Monday, April 27, 2009

Mitigating web.config security vulnerabilities through scripting

After reading this post, .Net and Business Intelligence: Application Security Vulnerabilities in Web.config File, what occurred to me was all this could be mitigated by employing a strategy I refer to as composition scripting.

While I've done a bit with build automation I've also created NAnt scripts that I refer to as composition scripts. The purpose of a composition script is to automate all the tasks required to prepare an application for deployment. I've used them to create ClickOnce deployments, but for web applications a composition script generally grabs all the pages and binaries needed. But in addition to that, and this is the relevant bit, I make use of the XmlPeek and XmlPoke tasks to swap out web.config tags to use configuration values appropriate for the environment being composed.

You see, my script accepts a parameter called Target.Environment. The acceptable values for that parameter are QA, UAT, PROD - quality assurance, user acceptance testing and production, respectively. (Where's development, you may ask? Well, that's the default state of the web.config in the source code repository). Along side the web.config I have a few files named, web.config.uat and These are not repeats of the entire web.config file, though, but rather are the configuration values that need to change from environment to environment.
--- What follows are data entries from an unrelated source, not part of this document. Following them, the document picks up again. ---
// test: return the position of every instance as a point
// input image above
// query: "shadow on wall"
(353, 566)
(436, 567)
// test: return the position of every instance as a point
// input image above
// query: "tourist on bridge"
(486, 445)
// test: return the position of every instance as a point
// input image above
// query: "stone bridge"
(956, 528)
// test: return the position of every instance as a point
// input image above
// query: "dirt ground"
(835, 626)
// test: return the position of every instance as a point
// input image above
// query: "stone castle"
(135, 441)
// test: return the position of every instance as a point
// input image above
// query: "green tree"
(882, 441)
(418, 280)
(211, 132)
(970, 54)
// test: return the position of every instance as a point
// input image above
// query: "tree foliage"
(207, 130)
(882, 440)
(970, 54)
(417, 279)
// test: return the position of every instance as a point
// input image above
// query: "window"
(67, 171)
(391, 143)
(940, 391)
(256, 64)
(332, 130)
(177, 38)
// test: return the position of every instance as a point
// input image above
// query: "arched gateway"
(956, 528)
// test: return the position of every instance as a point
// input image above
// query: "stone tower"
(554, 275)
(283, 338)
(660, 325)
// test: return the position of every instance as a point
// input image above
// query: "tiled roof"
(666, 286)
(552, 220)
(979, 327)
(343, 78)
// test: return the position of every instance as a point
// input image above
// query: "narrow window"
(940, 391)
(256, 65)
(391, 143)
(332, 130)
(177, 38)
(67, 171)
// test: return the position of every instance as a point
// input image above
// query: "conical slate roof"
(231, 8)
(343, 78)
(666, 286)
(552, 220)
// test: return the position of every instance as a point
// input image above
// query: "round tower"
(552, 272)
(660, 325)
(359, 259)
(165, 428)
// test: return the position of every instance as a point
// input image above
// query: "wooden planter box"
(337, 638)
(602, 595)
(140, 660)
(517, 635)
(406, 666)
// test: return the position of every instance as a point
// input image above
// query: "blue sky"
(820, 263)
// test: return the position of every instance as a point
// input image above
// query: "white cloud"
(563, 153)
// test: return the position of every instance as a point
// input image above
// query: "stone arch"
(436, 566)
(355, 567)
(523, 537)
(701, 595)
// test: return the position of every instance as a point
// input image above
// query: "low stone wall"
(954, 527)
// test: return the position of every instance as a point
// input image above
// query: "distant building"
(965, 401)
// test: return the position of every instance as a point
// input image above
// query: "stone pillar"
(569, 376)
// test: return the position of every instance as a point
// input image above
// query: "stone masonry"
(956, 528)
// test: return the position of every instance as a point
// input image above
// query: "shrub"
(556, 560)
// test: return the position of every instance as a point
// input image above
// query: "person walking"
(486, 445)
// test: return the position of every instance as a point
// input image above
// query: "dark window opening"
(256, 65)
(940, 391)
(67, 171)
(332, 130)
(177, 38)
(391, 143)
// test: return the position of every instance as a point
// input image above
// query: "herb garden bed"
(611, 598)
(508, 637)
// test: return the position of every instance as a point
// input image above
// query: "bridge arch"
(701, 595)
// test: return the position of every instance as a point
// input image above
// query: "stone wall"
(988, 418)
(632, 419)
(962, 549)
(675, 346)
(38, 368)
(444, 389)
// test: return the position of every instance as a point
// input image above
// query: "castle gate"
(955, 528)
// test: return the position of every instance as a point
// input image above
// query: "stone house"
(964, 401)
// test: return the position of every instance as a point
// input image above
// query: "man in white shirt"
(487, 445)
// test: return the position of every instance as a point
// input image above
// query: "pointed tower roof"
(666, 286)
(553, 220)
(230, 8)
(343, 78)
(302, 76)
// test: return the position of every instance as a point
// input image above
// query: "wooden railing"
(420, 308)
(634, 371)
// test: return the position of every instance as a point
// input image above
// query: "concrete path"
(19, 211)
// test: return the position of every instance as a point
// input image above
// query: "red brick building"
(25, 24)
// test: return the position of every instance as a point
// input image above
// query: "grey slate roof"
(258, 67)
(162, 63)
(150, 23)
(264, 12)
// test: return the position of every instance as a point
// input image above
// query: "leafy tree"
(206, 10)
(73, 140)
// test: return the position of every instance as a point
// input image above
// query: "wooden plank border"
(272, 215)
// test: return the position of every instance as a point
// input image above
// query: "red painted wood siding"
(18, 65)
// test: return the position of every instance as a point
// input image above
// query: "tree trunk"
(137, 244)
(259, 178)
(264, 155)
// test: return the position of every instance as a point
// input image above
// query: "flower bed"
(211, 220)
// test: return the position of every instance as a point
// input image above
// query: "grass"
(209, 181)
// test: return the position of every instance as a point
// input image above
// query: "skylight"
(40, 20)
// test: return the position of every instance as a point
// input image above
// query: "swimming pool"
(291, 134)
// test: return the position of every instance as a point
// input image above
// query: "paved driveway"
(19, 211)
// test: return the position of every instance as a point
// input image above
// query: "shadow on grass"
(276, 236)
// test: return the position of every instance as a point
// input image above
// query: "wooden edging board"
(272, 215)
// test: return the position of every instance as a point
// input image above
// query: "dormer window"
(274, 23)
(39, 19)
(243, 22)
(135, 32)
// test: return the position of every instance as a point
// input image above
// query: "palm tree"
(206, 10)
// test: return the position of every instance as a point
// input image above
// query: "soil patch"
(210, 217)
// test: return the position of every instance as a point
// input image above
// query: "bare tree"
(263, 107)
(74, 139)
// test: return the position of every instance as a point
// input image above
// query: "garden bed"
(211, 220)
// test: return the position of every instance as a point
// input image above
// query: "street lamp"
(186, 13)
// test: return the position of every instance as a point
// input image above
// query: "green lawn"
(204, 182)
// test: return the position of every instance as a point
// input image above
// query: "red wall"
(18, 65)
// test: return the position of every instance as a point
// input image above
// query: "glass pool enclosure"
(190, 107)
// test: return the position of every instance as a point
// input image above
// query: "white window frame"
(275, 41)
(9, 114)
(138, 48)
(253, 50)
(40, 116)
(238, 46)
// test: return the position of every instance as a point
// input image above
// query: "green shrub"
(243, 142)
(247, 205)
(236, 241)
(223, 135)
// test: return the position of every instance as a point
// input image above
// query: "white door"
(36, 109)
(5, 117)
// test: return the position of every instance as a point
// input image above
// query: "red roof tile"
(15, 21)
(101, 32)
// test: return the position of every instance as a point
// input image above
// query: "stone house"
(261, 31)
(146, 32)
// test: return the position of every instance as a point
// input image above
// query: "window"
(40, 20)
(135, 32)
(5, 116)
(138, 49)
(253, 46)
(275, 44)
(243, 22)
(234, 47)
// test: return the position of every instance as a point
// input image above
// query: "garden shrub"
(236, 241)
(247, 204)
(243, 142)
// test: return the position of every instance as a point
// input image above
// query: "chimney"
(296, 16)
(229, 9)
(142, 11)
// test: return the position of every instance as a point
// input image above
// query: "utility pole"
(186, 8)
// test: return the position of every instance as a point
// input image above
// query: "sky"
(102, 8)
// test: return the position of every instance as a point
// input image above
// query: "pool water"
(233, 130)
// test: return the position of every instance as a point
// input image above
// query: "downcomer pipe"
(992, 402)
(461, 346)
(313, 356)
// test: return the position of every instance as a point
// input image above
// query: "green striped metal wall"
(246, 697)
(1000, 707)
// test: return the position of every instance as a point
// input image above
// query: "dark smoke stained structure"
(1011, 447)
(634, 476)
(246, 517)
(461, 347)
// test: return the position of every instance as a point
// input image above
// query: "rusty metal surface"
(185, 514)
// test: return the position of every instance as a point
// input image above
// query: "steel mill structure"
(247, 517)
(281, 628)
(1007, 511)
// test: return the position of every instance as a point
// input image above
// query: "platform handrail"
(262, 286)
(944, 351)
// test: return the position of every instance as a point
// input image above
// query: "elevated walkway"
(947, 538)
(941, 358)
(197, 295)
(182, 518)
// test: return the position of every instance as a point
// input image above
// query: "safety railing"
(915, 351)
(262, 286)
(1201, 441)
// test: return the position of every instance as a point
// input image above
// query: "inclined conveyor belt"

These are the values swapped into the config using XmlPeek and XmlPoke.

Note: I believe a composition script should not recompile the application. It should compose the application deployment using the same pages and binaries as the application progresses from QA testing to UA testing and into production. This ensures the application being deployed is the same application which underwent testing.

So using composition scripts it's easy to mitigate the 10 security risks identified in the article.